By Bear State Bank

Every Dog Has His Day in Front of Abby’s Camera

By Gina King

When Abby Malone was a young child, her family traveled from Arkansas to Ocean City, New Jersey, to visit her grandfather. Accompanying her were her pet raccoon and a sugar glider, a small pocket-sized marsupial native to Australia. She was an animal lover through and through. So it was no small leap for the child to grow up and become a pet photographer.


Today, Malone is the owner of Pawsonality Pet Photography in Little Rock, and she photographs all kinds of animals, usually along with their owners.

Animals have always had a place in art, whether it be cave drawings or oil paintings, and pet photography has been around as long as the camera has been in use. One of the earliest animal photographs is Dog Sitting on a Table, taken about 1854. Fast-forward to the 1970s and many will remember the memorable shots by artist William Wegmans’ pet dog, Man Ray, a sleek and handsome gray Weimaraner who posed for funny and odd pictures.

Malone took her passion and love for animals and parlayed that into successful pet photography business. It wasn’t a path she had planned on taking. With a degree in Spanish, Malone had been active in martial arts but after competing and coaching, she had to curtail the sport because of age and injury. Photography was always in the background, though. She bought her first digital camera and set out to learn everything she could about photography.

“Down the road, carving out a niche in pet photography was something that came natural to me,” Malone said. “Relating to pets as far as photography was easy because I am comfortable with them and I know how to make them happy.”

Malone’s business caters to a variety of customers, but her target demographics are younger married couples who don’t yet have children and older couples with grown children. Both groups consider pets to be valued members of their families.

Taking pet pictures can be challenging, but Malone doesn’t have any horror stories other than the usual rowdiness and excitement; getting their owners to calm down is another story.
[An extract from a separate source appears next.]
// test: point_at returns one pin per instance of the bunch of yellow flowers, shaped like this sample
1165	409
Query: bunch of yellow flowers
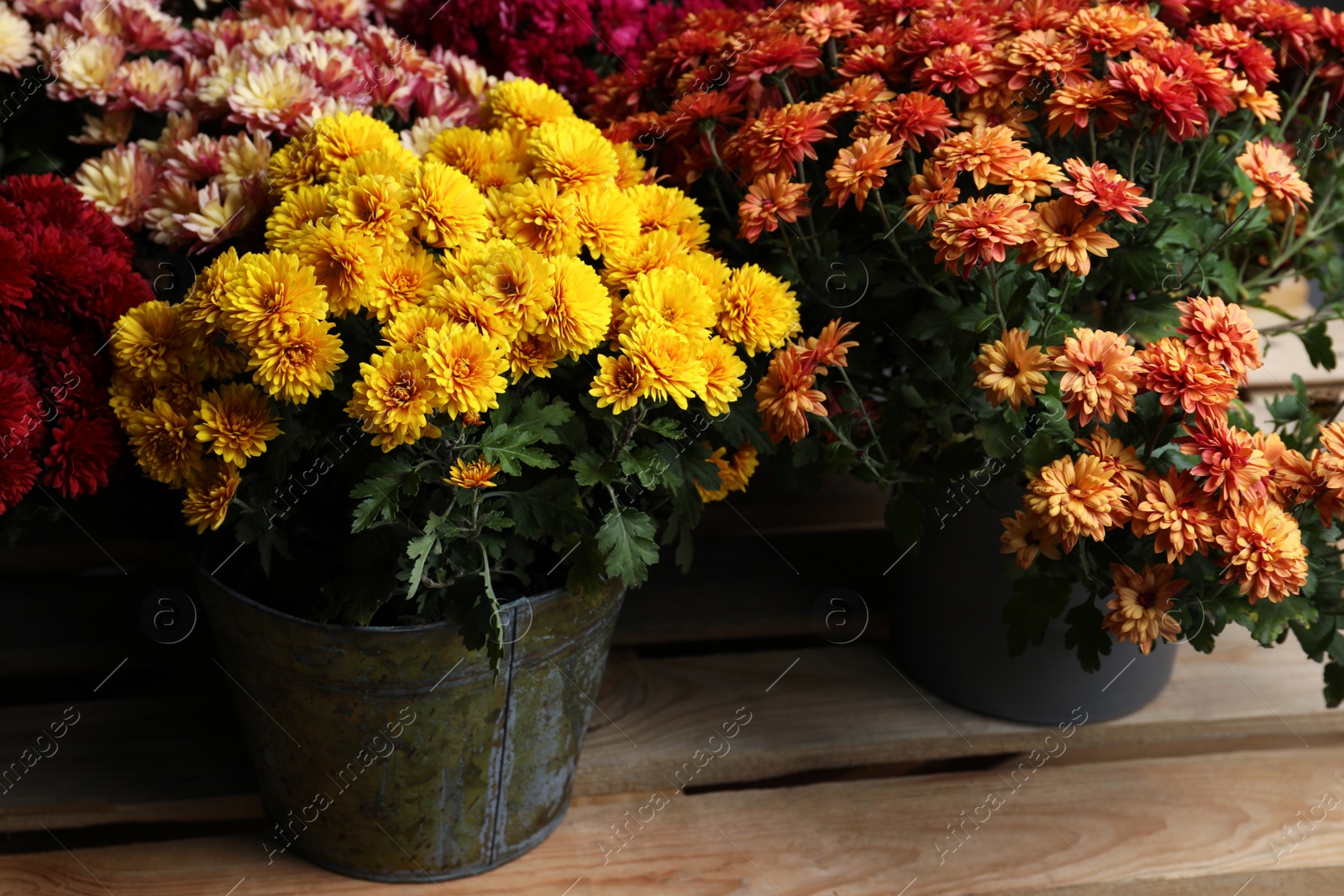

“Part of my job is reassuring and cuing the humans more than the pets,” Malone said. “It’s a lot easier to get a pet to act natural versus a human.”

To get a good photo, Malone said she has to channel the pets’ feelings and energy knowing that they feed on the photographer and her feelings. A bigger challenge is making sure people look good in the portraits. With an animal, things tend to move more quickly and the picture has to come together fast. But it can take just an instant to take that special one.

An award-winning photographer, Malone plans to continue her business in what has become a booming business. “Making a pet happy and letting it show a little personality is a key hallmark of what I do,” Malone said. “It’s a great time, market-wise, for pet photography.”